Recent observations that subsurface bacteria quickly adsorb metal contaminants raise concerns that they may enhance metal transport, given the high mobility of bacteria themselves. However, metal adsorption to bacteria is also reversible, suggesting that mobility within porous medium will depend on the interplay between adsorption-desorption kinetics and thermodynamic driving forces for adsorption. Till now there has been no systematic investigation of these important interactions. This study investigates the thermodynamic and kinetic controls of cotransport of Pantoea agglomerans cells and Zn in quartz and iron-oxide coated sand (IOCS) packed columns. Batch kinetic studies show that significant Zn sorption on IOCS takes place within two hours. Adsorption onto P. agglomerans surfaces reaches equilibrium within 30 min. Experiments in flow through quartz sand systems demonstrate that bacteria have negligible effect on zinc mobility, regardless of ionic strength and pH conditions. Zinc transport exhibits significant retardation in IOCS columns at high pH in the absence of cells. Yet, when mobile bacteria (non attached) are passed through simultaneously with zinc, no facilitated transport is observed. Adsorption onto cells becomes significant and plays a role in mobile metal speciation only once the IOCS is saturated with zinc. This suggests that IOCS exhibits stronger affinity for Zn than cell surfaces. However, when bacteria and Zn are preassociated on entering the column, zinc transport is initially facilitated. Subsequently, zinc partly desorbs from the cells and redistributes onto the IOCS as a result of the higher thermodynamic affinity for IOCS.

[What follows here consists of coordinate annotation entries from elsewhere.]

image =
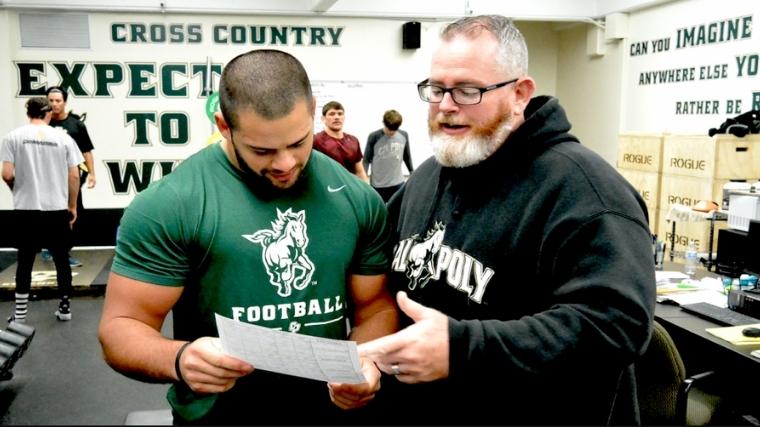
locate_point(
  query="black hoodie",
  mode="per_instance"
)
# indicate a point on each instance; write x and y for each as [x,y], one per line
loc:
[541,256]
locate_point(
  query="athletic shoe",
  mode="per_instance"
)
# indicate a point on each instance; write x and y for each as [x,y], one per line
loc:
[12,318]
[64,311]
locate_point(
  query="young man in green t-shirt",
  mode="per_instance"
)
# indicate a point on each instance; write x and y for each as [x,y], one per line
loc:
[261,229]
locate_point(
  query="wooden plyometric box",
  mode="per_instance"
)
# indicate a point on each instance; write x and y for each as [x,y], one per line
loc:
[688,190]
[719,157]
[687,230]
[640,151]
[646,183]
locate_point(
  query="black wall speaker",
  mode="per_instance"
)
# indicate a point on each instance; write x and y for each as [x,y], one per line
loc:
[411,35]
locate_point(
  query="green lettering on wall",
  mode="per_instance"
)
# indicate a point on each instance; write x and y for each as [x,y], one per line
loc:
[174,128]
[29,78]
[139,83]
[136,175]
[167,79]
[141,120]
[106,75]
[70,78]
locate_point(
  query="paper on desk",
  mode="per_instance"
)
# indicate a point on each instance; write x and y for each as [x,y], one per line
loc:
[703,295]
[733,334]
[689,291]
[289,353]
[665,275]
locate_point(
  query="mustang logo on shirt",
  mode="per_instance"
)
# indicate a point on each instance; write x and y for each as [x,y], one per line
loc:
[421,266]
[284,253]
[425,259]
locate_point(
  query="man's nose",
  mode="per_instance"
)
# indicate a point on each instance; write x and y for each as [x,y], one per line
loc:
[447,104]
[284,161]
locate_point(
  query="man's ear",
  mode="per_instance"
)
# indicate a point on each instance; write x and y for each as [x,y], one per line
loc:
[524,90]
[221,124]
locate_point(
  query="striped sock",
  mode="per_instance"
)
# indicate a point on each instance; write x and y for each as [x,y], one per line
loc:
[22,307]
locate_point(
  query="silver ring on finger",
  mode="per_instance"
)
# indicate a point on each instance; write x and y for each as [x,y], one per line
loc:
[395,369]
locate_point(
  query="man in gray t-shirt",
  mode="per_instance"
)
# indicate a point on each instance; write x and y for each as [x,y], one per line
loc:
[40,165]
[385,151]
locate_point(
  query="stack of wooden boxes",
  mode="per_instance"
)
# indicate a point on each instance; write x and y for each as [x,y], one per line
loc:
[671,169]
[640,162]
[696,167]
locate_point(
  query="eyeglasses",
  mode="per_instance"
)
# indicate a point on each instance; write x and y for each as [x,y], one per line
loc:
[461,95]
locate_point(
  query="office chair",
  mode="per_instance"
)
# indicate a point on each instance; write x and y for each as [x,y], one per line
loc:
[666,395]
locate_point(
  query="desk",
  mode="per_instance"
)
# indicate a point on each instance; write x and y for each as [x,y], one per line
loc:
[737,370]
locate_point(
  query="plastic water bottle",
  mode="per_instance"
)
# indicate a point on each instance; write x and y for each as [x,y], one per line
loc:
[691,256]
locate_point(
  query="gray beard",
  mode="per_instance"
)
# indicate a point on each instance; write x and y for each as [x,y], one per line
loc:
[461,152]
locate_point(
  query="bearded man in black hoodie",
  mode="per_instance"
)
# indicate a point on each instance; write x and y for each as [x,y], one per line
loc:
[522,260]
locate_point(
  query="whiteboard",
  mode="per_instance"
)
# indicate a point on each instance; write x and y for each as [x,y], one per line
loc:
[365,102]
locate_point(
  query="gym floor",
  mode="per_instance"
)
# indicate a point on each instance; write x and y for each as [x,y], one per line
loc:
[62,379]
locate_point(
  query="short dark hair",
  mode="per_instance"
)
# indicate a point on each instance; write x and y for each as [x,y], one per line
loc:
[332,105]
[513,51]
[37,107]
[60,90]
[270,82]
[392,120]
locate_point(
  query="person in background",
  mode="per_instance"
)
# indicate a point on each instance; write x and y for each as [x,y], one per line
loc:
[40,167]
[523,260]
[342,147]
[384,153]
[75,127]
[246,229]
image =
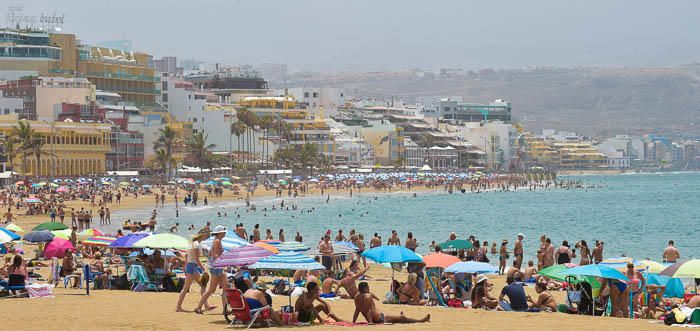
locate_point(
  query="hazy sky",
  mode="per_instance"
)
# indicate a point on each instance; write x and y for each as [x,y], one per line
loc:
[332,35]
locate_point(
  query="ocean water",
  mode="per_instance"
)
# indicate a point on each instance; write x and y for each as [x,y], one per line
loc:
[633,214]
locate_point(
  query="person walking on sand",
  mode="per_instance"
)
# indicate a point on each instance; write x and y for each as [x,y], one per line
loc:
[218,277]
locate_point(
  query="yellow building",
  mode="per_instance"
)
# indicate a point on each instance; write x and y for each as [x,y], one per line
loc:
[72,149]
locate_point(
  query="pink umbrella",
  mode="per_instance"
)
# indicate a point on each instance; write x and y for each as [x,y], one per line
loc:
[57,248]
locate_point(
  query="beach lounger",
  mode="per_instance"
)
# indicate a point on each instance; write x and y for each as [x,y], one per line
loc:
[236,310]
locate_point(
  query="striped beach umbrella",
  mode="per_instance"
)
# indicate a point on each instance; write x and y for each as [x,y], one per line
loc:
[99,241]
[7,236]
[292,246]
[287,261]
[230,241]
[241,256]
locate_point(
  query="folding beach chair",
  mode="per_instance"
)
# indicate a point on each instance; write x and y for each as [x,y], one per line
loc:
[139,279]
[237,310]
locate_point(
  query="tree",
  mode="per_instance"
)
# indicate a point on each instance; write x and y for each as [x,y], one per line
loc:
[198,151]
[167,141]
[10,149]
[37,149]
[24,133]
[237,129]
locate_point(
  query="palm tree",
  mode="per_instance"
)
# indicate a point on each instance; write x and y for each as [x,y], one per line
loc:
[10,149]
[24,133]
[37,149]
[163,161]
[237,129]
[167,141]
[198,150]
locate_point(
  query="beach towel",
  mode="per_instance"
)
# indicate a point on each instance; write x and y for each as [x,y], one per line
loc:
[40,290]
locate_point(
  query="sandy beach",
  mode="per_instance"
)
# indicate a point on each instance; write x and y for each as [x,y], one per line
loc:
[110,309]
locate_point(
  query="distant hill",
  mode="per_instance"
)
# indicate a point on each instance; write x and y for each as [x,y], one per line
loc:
[586,100]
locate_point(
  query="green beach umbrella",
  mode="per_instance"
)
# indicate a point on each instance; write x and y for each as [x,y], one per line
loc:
[163,241]
[51,226]
[454,245]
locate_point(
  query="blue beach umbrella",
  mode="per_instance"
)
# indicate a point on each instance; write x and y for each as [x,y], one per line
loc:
[595,270]
[471,267]
[392,254]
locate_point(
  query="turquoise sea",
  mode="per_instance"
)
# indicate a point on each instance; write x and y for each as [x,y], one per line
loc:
[633,214]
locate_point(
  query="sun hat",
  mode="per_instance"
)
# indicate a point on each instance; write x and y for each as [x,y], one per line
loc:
[481,278]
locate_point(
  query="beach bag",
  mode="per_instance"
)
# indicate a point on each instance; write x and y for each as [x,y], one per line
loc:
[676,316]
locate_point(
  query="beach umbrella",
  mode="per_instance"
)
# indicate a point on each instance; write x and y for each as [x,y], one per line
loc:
[455,245]
[683,269]
[91,233]
[653,266]
[241,256]
[129,240]
[621,262]
[99,241]
[674,286]
[51,226]
[595,270]
[391,254]
[7,236]
[439,260]
[292,246]
[63,234]
[471,267]
[14,228]
[230,241]
[38,236]
[57,248]
[164,241]
[268,247]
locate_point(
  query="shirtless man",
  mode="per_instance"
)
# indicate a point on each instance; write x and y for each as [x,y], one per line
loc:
[394,239]
[348,282]
[671,253]
[304,306]
[375,241]
[364,304]
[530,271]
[518,251]
[598,252]
[411,243]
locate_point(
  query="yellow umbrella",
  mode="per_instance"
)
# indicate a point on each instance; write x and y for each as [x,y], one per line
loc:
[653,266]
[63,234]
[14,228]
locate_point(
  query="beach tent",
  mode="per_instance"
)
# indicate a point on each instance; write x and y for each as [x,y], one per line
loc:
[7,236]
[471,267]
[129,240]
[292,246]
[51,226]
[163,241]
[241,256]
[57,248]
[38,236]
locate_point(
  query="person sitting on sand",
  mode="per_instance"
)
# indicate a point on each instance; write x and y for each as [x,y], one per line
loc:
[409,294]
[481,294]
[305,310]
[348,282]
[364,304]
[545,300]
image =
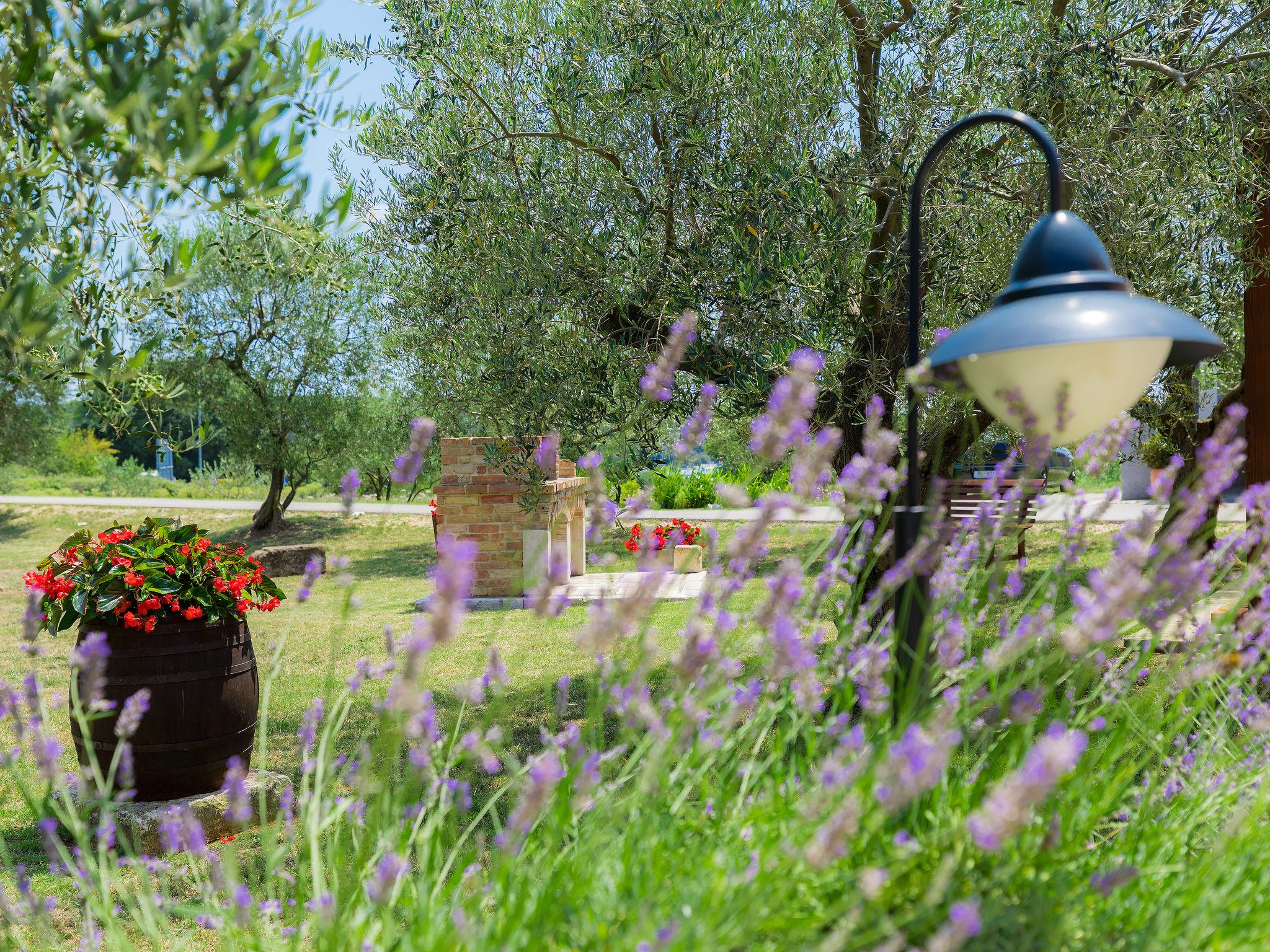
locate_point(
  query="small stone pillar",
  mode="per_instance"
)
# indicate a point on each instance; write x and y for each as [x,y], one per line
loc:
[478,501]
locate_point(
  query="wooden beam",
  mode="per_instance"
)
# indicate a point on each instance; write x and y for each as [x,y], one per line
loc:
[1256,329]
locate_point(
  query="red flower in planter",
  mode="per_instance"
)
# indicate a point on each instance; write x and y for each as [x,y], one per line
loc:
[131,578]
[664,534]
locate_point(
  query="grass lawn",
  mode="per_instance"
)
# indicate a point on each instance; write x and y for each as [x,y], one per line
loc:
[390,558]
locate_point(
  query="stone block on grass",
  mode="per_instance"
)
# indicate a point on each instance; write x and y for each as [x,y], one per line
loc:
[139,822]
[288,560]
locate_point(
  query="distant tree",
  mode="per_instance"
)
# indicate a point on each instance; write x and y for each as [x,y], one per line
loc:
[381,432]
[566,179]
[275,333]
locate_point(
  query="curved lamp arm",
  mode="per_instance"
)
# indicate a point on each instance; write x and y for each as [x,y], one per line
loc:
[911,646]
[1054,170]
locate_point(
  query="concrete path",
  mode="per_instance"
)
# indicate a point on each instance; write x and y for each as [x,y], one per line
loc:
[593,587]
[1059,506]
[1053,508]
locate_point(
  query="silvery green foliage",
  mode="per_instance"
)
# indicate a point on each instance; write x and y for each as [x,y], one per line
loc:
[112,111]
[564,180]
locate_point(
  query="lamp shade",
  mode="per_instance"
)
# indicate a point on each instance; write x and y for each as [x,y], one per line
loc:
[1066,343]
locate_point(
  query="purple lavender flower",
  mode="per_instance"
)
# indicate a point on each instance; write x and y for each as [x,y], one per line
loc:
[234,787]
[869,671]
[810,470]
[313,570]
[134,710]
[869,478]
[243,903]
[308,733]
[790,404]
[47,752]
[349,487]
[913,764]
[545,772]
[389,870]
[830,840]
[180,832]
[693,434]
[1110,881]
[407,466]
[963,924]
[1010,804]
[454,580]
[658,381]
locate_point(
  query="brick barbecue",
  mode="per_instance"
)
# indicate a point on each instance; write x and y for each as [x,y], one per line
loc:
[479,501]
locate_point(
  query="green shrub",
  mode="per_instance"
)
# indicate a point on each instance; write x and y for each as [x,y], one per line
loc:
[1156,452]
[83,452]
[666,490]
[696,491]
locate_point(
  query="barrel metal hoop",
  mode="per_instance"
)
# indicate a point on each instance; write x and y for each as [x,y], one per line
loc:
[205,674]
[163,748]
[184,649]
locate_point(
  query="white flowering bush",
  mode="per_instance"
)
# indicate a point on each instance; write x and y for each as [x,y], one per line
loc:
[1048,785]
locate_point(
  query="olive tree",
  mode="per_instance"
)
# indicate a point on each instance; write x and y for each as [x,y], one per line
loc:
[111,112]
[566,178]
[276,332]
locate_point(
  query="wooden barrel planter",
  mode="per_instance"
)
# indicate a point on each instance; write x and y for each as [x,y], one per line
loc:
[205,695]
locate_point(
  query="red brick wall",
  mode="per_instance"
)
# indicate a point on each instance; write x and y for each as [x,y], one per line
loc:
[477,501]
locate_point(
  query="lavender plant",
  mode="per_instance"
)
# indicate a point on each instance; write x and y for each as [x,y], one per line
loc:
[1060,786]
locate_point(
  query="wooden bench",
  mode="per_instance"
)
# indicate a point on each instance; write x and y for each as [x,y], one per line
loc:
[964,499]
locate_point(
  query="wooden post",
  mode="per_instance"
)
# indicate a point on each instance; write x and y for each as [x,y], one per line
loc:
[1256,328]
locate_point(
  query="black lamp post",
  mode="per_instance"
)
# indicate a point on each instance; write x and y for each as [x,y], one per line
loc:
[1066,330]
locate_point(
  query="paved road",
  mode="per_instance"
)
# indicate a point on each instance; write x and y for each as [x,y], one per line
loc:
[1053,508]
[243,505]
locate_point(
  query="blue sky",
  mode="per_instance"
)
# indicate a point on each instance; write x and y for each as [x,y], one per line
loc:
[350,19]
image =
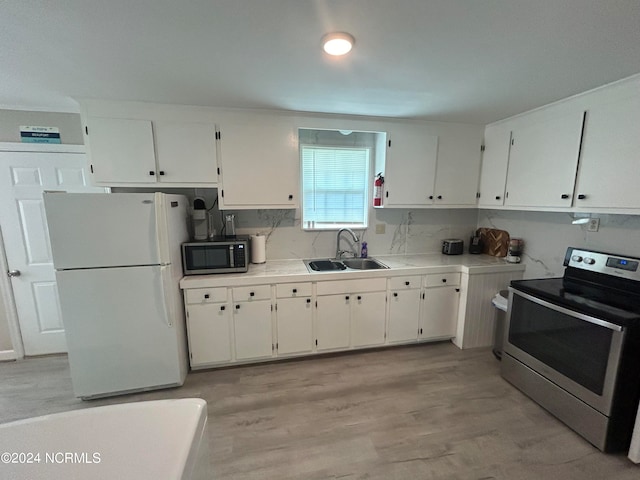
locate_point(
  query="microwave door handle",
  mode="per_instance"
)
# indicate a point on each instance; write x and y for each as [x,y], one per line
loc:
[566,311]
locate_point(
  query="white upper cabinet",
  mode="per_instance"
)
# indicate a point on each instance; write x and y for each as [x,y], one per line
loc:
[410,167]
[495,160]
[259,161]
[609,165]
[120,150]
[136,144]
[543,160]
[432,164]
[458,167]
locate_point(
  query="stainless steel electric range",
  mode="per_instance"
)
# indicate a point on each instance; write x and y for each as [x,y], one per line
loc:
[572,344]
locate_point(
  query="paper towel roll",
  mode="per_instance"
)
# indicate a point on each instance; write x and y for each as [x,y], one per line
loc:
[258,248]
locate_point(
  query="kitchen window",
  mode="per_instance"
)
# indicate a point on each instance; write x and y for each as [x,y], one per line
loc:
[335,168]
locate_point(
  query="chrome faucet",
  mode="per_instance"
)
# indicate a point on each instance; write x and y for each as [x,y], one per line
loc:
[339,252]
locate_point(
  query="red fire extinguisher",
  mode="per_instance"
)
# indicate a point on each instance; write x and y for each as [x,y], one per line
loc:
[377,190]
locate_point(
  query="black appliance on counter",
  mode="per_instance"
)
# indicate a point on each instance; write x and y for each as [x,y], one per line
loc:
[572,344]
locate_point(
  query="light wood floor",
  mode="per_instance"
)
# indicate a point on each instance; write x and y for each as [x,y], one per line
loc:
[422,412]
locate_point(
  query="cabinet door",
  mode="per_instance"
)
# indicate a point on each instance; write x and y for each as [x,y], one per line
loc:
[495,161]
[439,313]
[609,162]
[121,150]
[186,152]
[209,331]
[410,167]
[252,328]
[458,168]
[259,161]
[404,313]
[543,161]
[294,317]
[368,318]
[332,322]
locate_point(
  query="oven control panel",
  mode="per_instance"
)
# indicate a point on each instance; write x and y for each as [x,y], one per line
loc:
[610,264]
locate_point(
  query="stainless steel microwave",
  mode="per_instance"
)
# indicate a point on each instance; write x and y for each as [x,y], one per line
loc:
[220,255]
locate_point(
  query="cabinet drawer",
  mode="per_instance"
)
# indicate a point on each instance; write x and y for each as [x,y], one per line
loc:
[351,286]
[206,295]
[441,279]
[286,290]
[404,283]
[256,292]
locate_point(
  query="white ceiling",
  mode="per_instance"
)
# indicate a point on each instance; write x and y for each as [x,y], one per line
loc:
[454,60]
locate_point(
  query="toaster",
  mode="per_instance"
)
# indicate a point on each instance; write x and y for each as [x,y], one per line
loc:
[452,246]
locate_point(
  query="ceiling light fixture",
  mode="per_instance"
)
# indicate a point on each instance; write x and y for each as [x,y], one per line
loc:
[337,43]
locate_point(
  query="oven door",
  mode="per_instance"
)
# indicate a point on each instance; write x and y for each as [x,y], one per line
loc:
[577,352]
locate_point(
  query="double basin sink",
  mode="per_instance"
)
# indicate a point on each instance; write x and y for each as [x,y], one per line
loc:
[343,264]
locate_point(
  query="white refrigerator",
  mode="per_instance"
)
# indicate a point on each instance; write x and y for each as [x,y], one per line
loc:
[118,265]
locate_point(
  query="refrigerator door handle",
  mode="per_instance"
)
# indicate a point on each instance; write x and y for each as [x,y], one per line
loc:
[167,297]
[162,229]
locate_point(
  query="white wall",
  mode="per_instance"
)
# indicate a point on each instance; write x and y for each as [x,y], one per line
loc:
[547,236]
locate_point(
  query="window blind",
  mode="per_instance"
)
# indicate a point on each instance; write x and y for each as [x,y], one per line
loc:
[334,186]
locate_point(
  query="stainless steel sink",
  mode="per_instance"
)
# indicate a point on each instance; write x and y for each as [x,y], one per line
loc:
[345,264]
[363,263]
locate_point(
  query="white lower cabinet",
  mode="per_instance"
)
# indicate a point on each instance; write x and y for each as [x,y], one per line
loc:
[368,319]
[404,309]
[440,300]
[252,323]
[209,327]
[332,322]
[294,319]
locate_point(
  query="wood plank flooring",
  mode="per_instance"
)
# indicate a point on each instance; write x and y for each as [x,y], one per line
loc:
[423,412]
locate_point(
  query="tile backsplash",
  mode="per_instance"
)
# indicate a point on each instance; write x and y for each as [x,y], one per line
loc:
[547,235]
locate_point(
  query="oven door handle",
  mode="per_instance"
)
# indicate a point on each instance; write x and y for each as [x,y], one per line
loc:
[566,311]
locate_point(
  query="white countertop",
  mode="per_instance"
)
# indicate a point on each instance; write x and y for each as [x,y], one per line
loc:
[288,271]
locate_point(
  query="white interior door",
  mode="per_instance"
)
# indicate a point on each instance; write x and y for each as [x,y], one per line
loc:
[23,178]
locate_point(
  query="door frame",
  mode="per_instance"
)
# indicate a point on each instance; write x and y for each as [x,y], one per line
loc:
[6,290]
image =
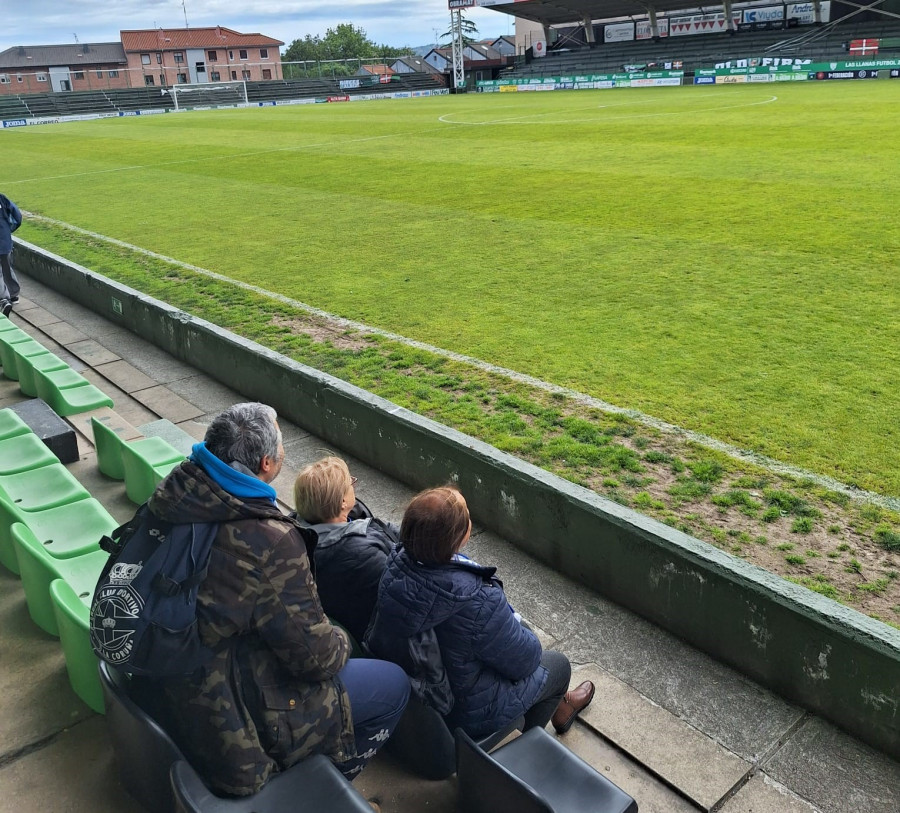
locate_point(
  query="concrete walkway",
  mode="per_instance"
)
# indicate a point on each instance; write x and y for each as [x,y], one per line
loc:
[677,730]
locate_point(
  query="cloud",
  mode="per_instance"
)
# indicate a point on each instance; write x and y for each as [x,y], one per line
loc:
[390,22]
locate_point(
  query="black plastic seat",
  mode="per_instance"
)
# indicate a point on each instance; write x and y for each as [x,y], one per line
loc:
[424,744]
[143,752]
[534,773]
[311,786]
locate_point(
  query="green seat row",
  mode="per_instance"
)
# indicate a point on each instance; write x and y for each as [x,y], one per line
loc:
[141,463]
[50,528]
[44,375]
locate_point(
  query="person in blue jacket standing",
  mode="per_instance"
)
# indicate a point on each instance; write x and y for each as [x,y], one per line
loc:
[10,220]
[487,668]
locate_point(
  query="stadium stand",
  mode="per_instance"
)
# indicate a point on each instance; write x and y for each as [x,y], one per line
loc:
[821,44]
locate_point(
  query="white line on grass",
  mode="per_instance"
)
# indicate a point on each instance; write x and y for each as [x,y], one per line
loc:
[777,466]
[298,148]
[529,119]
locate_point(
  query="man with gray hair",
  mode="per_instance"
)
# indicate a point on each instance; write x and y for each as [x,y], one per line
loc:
[277,685]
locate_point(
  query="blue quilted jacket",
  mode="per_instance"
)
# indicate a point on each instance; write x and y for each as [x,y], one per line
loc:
[492,662]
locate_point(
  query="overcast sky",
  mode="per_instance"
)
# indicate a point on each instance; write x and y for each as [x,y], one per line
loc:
[387,22]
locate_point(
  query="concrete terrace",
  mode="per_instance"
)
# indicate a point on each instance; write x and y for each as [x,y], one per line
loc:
[676,729]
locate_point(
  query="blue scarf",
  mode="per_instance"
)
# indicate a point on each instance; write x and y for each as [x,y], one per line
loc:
[231,480]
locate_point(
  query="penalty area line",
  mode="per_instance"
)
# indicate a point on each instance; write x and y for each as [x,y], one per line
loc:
[776,466]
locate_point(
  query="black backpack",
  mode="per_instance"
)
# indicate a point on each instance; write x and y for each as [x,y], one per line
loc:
[144,610]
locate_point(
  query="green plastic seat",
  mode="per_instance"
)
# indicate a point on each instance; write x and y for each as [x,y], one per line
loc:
[11,353]
[26,365]
[146,462]
[73,620]
[42,488]
[65,531]
[38,569]
[11,425]
[24,452]
[6,326]
[68,393]
[108,445]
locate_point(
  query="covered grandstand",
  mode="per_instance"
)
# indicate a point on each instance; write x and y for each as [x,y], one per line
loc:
[554,36]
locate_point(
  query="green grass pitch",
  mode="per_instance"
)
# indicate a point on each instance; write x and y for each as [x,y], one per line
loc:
[724,258]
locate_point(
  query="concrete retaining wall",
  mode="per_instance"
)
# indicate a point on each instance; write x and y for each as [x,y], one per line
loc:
[826,657]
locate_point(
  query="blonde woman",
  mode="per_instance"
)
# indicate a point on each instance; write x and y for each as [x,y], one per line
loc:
[350,554]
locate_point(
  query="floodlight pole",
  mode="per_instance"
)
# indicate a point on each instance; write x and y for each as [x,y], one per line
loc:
[459,74]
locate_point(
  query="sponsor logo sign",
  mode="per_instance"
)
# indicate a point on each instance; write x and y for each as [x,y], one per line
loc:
[763,15]
[863,74]
[618,32]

Kinetics of bacterial potentiometric titrations: the effect of equilibration time on buffering capacity of Pantoea agglomerans suspensions.

Several recent studies have made use of continuous acid-base titration data to describe the surface chemistry of bacterial cells as a basis for accurately modelling metal adsorption to bacteria and other biomaterials of potential industrial importance. These studies do not share a common protocol; rather they titrate in different pH ranges and they use different stability criteria to define equilibration time during titration. In the present study we investigate the kinetics of bacterial titrations and test the effect they have on the derivation of functional group concentrations and acidity constants. We titrated suspensions of Pantoea agglomerans by varying the equilibration time between successive titrant additions until stability of 0.1 or 0.001 mV s(-1) was attained. We show that under longer equilibration times, titration results are less reproducible and suspensions exhibit marginally higher buffering. Fluorescence images suggest that cell lysis is not responsible for these effects. Rather, high DOC values and titration reversibility hysterisis after long equilibration times suggest that variability in buffering is due to the presence of bacterial exudates, as demonstrated by titrating supernatants separated from suspensions of different equilibration times. It is recommended that an optimal equilibration time is always determined with variable stability control and preliminary reversibility titration experiments.